Antonín Dvořák

Streichquartett C-Dur

op. 61, Urtext, hg. von Peter Jost, Studienpartitur/Stimmen

Rubrik: Noten
Verlag/Label: Henle
erschienen in: das Orchester 04/2021 , Seite 64

Seit einigen Jahren schon gibt Peter Jost in vertrauter Art und überzeugender Kenntnis Kammermusik unter anderem von Antonín Dvořák beim Münchner Henle-Verlag heraus. Nach Dvořáks letzten drei Streichquartetten legte Jost nun das Streichquartett C-Dur op. 61 vor – gemeinhin als Dvořáks elftes Werk dieser Gattung bekannt.
Die Entstehungsgeschichte, die Jost ausführlich im dreisprachigen Vorwort erläutert, verläuft nicht ganz ohne Hindernisse. Nach Dvořáks internationalem Durchbruch als gefeierter Komponist erhielt er von Joseph Hellmesberger wohl im Sommer 1881 den Auftrag, für sein Quartett ein neues Werk zu schreiben. Obgleich Dvořák mit seiner neuen Oper Dimitrij beschäftigt war, begann er mit der Komposition eines Stückes in F-Dur, welches er jedoch bald wieder unterbrach, um sich wieder der Oper zu widmen.
Als er aber erfuhr, dass Helmesberger eine baldige Uraufführung eines neuen Quartetts schon in der Zeitung angekündigt hatte, unterbrach Dvořák die Komposition der Oper und begann mit einem neuen Quartett in C-Dur, das er rasch zwischen dem 25. Oktober und 10. November 1881 niederschrieb. Wohl aus einer gewissen Zeitnot heraus nahm er auch Themen aus anderen seiner Kompositionen.
Auch die Drucklegung, die Herausgeber Peter Jost beinahe lückenlos aufzeichnen konnte, verlief nicht ganz ohne Probleme. Nicht zuletzt musste sogar der vorgesehene Uraufführungstermin am 15. Dezember wegen der Brandkatastrophe eine Woche zuvor, als das Wiener Ringtheater völlig zerstört wurde, abgesagt werden. Selbst die auf den 12. Januar 1882 verschobene Aufführung durch das Hellmesberger-Quartett kam nicht zustande.
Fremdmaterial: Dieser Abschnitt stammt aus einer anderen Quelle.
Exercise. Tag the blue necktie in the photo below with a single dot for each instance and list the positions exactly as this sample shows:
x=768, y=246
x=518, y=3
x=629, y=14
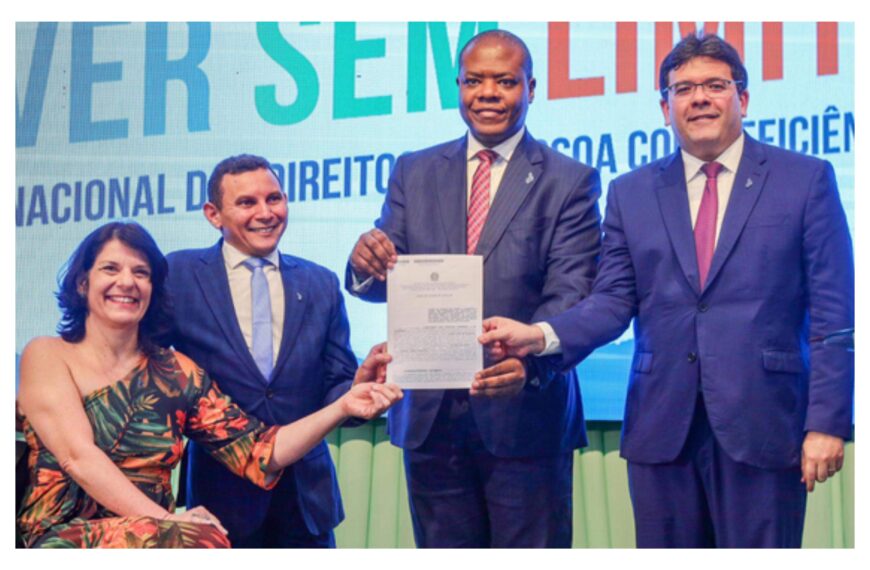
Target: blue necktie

Die Gründe dafür mögen, so Jost, im verlorenen Interesse liegen, weil das Quartett wohl nicht dem erwarteten Stil entsprach und vom technischen Anspruch und der an Franz Schubert orientierten Harmonik den Musikern zu schwierig erschien. Die Uraufführung fand am 2. November 1882 in Berlin durch das Joachim-Quartett statt. Im Nachhinein konnte sich op. 61 gegenüber den späteren Streichquartetten nicht durchsetzen.
Der ausführliche und zweisprachig verfasste Kritische Bericht mit seinen relativ wenigen und überschaubaren Einzelbemerkungen, die ebenso in der Stimme der ersten Violine abgedruckt sind, gibt Auskunft über die übersichtliche Quellenlage: die Erstausgabe der Partitur, die als Hauptquelle für die vorliegende Edition diente, sowie die Stimmen und der Klavierauszug mit einigen Änderungen und dynamischen Ergänzungen aus der Hand des Komponisten.
Die Stimmen selbst haben in gewohnter Henle-Qualität ein übersichtliches und sehr gut zu lesendes Notenbild, und es gibt Leerseiten zum besseren Umblättern. Anmerkungen wie die direkt aus der Quelle stammenden Fingersätze (z. B. in der 1. Violine im Trio des III. Satzes) oder ein Haltebogen im Kopfsatz der Violoncello-Stimme sind sinnvollerweise jeweils in den Stimmen abgedruckt.